The topics to be covered are:

Biosimilars and Patent Protection on Biologics

"The Patient Protection and Affordable Care Act [Affordable Care Act (ACA)], signed into law by President Obama on March 23, 2010, amends the Public Health Service Act (PHS Act) to create an abbreviated licensure pathway for biological products that are demonstrated to be "biosimilar" to or "interchangeable" with an FDA-licensed biological product. This pathway is provided in the part of the law known as the Biologics Price Competition and Innovation Act (BPCI Act here).

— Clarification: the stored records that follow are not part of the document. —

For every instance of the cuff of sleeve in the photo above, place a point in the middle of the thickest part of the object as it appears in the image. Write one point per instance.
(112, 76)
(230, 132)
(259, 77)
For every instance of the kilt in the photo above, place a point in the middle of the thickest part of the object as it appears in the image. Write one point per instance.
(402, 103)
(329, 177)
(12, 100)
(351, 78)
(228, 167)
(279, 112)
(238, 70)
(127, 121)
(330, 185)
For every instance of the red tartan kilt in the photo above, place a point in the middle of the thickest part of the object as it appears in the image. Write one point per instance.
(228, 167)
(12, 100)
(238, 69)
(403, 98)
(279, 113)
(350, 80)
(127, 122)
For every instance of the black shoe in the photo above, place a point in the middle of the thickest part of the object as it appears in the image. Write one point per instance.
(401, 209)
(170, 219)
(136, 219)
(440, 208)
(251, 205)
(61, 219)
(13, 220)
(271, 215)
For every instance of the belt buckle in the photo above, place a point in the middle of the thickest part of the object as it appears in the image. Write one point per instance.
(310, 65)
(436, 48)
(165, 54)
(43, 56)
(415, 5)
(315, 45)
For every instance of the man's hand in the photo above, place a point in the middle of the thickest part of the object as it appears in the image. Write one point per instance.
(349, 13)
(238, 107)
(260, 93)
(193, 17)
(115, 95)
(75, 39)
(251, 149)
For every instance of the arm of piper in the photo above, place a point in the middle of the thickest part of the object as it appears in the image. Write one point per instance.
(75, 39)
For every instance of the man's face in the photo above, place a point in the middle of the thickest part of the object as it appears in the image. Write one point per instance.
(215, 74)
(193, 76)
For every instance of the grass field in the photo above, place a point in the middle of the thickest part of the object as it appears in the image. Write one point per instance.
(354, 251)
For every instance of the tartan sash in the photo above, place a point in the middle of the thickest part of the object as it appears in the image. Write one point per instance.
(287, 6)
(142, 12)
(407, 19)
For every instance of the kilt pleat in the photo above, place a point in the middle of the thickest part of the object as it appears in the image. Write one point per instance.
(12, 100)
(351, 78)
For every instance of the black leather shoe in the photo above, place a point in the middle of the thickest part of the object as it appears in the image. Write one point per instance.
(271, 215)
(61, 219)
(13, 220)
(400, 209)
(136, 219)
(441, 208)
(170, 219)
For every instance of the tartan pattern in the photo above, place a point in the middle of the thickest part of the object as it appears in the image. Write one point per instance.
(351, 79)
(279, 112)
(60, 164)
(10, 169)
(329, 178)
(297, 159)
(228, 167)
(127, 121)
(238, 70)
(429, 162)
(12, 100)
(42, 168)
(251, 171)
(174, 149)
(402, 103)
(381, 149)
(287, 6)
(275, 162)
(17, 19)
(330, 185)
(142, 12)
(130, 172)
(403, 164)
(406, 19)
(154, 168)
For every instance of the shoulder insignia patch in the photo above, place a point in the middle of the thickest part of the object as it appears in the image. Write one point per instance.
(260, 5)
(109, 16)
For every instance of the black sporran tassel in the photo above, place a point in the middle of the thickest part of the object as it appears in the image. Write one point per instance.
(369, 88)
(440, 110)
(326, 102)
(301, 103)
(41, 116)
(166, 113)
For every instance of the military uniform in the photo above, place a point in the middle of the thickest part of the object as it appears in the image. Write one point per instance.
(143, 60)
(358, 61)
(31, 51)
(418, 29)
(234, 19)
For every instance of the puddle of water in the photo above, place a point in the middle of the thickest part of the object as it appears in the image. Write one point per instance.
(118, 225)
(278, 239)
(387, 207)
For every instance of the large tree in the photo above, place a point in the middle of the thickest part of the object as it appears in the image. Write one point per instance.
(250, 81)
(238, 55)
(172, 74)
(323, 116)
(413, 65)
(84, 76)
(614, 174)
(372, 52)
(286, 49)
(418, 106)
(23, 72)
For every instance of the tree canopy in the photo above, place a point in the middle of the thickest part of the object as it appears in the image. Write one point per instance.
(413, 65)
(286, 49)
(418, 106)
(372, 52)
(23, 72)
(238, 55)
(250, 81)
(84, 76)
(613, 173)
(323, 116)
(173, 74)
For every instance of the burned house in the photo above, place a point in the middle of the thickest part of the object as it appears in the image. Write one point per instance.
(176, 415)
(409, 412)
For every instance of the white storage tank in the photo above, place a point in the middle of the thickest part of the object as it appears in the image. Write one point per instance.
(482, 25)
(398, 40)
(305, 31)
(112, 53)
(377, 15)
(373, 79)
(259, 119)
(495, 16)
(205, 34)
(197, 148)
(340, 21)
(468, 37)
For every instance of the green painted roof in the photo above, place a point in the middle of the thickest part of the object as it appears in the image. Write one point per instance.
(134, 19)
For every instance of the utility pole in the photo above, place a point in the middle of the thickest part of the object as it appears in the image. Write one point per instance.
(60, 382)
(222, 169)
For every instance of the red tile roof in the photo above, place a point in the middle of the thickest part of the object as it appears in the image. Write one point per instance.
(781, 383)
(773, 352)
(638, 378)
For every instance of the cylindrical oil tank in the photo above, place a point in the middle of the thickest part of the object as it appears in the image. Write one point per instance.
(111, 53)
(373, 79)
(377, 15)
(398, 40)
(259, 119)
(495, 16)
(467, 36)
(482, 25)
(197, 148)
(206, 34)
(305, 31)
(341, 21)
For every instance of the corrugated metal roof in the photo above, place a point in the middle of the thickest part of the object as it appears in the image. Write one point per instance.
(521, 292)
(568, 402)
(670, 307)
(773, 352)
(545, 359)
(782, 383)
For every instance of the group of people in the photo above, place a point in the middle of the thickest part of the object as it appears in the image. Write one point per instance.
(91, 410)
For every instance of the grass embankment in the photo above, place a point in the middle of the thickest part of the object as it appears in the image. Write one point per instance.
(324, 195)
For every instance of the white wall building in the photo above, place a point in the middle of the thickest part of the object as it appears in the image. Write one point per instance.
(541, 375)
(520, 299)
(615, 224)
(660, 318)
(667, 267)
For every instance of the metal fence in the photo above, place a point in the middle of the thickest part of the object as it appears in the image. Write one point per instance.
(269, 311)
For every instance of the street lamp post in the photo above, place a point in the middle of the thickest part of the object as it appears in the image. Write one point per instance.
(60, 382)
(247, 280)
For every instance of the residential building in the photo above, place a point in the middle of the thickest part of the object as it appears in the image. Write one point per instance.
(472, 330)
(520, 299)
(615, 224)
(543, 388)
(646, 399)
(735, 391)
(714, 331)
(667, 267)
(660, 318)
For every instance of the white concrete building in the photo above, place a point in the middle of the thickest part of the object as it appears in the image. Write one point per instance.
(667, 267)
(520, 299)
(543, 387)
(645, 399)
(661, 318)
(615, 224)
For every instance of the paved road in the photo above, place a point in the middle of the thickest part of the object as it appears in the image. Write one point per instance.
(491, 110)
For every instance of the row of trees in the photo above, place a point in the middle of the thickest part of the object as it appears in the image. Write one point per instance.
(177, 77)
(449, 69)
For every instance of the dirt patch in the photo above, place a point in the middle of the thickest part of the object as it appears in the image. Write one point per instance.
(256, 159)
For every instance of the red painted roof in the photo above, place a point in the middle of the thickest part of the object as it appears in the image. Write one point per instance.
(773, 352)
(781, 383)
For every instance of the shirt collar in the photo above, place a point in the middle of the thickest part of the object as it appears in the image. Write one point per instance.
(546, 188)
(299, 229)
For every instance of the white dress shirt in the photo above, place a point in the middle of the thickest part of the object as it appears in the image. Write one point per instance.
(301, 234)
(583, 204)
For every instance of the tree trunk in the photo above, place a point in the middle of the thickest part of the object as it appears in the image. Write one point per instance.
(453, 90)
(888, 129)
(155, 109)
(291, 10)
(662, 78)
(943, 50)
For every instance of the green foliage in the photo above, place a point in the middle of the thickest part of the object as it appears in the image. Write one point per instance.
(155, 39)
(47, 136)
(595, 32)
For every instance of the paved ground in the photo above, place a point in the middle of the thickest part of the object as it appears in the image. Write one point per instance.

Under the BPCI Act, a biological product may be demonstrated to be "biosimilar" if data show that, among other things, the product is "highly similar" to an already-approved biological product." Supporters of this legislation believe that the BPCI should help to expand the biosimilar market in the US, making more of these types of medicines available faster and at a lower cost.

Some key points:

  • The innovator biologic would have 12 years' data exclusivity preserved during which another company could not rely on the innovator's safety and efficacy data to get the approval of a competing product.
  • The only allowable extension to this 12-year period on the original product would be a 6-month extension for conducting pediatric studies specifically requested by the Food and Drug Administration (FDA).
  • In no case could a biologic product have more than 12.5 years of data exclusivity.
  • A competitor could create its own unique product and submit its own application with its own clinical trial data to bring a competing product to market.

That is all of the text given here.